Pour la commission, Jean-Luc Addor (UDC/VS) a estimé que le DDPS est "le seul département dans lequel on a appris coup sur coup une série de mandats externes juteux". Selon lui, rien ne dit qu'ils ont été admis dans le respect des dispositions sur les marchés publics et sur la transparence.

Il est urgent de rétablir la confiance dans le DDPS, a abondé la co-rapportrice Andrea Zryd (PS/BE). Les expertises, contrats et mandats doivent être transparents. Parlant de crédibilité, elle a argué que les conflits d'intérêts et les contrats de complaisance devaient être exclus.

La ministre de la défense Viola Amherd a défendu la pratique actuelle de son département. Les mandats externes sont décidés en fonction des besoins réels. Ils sont privilégiés lorsque toutes les possibilités internes en termes de personnel et de connaissances sont évaluées et épuisées ou quand un conflit d'intérêts rend un mandat interne impossible.
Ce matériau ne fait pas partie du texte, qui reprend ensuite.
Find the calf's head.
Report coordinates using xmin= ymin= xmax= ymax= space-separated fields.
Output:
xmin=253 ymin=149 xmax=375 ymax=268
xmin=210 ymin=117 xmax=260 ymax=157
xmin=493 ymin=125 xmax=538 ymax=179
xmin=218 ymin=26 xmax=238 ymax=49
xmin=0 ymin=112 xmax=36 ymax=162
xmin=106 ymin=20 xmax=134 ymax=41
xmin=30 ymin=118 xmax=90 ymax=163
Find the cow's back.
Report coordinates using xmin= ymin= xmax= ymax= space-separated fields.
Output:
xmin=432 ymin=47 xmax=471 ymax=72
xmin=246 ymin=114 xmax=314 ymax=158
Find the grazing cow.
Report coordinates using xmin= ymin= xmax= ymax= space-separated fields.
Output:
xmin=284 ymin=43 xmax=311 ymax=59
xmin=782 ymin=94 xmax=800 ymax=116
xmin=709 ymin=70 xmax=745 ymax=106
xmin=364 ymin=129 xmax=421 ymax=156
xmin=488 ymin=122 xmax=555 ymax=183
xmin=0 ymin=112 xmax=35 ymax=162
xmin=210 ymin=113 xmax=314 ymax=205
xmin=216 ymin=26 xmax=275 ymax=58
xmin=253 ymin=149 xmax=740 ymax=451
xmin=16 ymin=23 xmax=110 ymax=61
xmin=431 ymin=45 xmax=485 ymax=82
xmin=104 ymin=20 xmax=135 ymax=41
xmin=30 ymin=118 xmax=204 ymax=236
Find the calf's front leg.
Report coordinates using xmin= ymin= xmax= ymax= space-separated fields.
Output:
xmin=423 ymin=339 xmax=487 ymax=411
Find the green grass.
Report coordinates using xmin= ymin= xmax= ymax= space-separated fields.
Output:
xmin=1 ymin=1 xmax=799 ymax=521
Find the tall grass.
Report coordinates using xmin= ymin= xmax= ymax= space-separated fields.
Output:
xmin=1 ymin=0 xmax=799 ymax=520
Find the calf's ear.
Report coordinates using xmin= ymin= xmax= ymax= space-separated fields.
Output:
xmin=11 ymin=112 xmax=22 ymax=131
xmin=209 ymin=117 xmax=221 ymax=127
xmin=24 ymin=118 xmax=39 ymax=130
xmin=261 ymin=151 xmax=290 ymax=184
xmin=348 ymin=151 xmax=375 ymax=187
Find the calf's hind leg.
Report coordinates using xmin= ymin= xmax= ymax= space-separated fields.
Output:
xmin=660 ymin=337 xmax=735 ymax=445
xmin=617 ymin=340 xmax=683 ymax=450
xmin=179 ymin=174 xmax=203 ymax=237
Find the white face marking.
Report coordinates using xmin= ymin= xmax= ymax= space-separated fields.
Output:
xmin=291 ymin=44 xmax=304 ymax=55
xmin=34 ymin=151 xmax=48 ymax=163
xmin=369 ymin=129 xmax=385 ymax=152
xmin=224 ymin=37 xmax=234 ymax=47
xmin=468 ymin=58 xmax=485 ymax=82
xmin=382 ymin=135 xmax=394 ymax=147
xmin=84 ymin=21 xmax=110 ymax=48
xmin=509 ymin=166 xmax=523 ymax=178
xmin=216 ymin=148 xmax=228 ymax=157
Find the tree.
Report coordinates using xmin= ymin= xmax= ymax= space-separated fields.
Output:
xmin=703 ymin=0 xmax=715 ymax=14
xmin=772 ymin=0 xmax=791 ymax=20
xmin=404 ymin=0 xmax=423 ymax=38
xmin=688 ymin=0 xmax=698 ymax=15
La ministre a encore estimé que la tâche de surveillance ne revient pas au Conseil fédéral mais aux commissions de gestion du Parlement. Cela ne suffit pas, a contré M. Addor. "C'est au collège gouvernemental dans son entier de mettre de l'ordre dans ces pratiques qui pour le moins interpellent."

Reto Nause (Centre/BE) ne comprenait pas pourquoi la motion ne concerne que le DDPS, et pas l'ensemble des départements. Mme Zryd a concédé que la problématique concerne tous les départements, c'est pourquoi un courrier a été envoyé à la commission des finances du National, afin qu'elle se penche sur la question.